Mais da metade das famílias do Ceará, do Pará e de São Paulo não lê ou raramente lê livros para as crianças. Esse dado faz parte do Estudo Internacional das Aprendizagens e Bem-estar na Primeira Infância (International Early Learning and Child Well-being Study – IELS), pesquisa desenvolvida pela Organização para a Cooperação e Desenvolvimento Econômico (OCDE) e realizada no Brasil por uma coalizão liderada pela Fundação Maria Cecilia Souto Vidigal.

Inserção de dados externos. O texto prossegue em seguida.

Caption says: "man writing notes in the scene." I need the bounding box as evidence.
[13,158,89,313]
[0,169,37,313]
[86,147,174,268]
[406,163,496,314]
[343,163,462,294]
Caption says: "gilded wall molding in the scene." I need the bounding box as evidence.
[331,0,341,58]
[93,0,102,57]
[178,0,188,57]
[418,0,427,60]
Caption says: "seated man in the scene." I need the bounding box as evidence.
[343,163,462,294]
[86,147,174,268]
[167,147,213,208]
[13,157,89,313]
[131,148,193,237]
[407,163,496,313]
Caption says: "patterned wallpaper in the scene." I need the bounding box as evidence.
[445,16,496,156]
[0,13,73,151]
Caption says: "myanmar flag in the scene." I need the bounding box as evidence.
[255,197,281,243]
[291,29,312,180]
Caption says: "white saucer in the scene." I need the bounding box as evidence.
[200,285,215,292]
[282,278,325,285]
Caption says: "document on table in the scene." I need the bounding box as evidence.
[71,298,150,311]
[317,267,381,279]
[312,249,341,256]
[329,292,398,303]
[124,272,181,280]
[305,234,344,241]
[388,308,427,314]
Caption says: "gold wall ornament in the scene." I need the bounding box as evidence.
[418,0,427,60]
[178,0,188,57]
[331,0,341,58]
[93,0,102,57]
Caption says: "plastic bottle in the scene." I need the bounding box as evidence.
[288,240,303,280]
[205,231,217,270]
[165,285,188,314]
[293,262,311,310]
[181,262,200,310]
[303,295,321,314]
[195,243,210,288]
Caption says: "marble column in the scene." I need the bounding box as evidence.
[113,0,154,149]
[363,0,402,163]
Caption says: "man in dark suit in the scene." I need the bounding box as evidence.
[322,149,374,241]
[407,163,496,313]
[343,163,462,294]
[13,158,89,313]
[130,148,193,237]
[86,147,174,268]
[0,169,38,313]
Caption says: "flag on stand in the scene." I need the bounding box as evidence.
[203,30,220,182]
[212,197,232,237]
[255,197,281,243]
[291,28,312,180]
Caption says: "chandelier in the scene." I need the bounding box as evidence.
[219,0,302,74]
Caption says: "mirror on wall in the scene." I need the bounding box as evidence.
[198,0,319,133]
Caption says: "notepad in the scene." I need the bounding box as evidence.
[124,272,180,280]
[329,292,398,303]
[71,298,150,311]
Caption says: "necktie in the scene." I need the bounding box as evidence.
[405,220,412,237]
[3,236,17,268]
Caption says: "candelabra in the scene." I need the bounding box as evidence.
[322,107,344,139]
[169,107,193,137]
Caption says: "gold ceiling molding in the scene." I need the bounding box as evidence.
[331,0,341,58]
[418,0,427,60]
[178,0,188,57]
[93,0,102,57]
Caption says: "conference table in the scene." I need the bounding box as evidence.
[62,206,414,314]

Os resultados, divulgados nesta terça-feira (5), apresentam o nível de contato das crianças matriculadas na pré-escola com a literatura e fazem parte da análise sobre o ambiente de aprendizagem em casa (AAC) que integra a pesquisa, com foco nas interações, uso de dispositivos digitais e no envolvimento parental com a educação infantil.
O estudo ouviu pessoas nos estados do Ceará, São Paulo e Pará. Foram analisadas 13 atividades extraescolares, como cantar, desenhar, brincar de faz-de-conta, contar histórias e ler para a criança. Um dos dados que mais chamou a atenção dos pesquisadores foi que, no Brasil, 53% das famílias entrevistadas afirmaram que nunca leem livros para seus filhos, ou leem menos de uma vez por semana.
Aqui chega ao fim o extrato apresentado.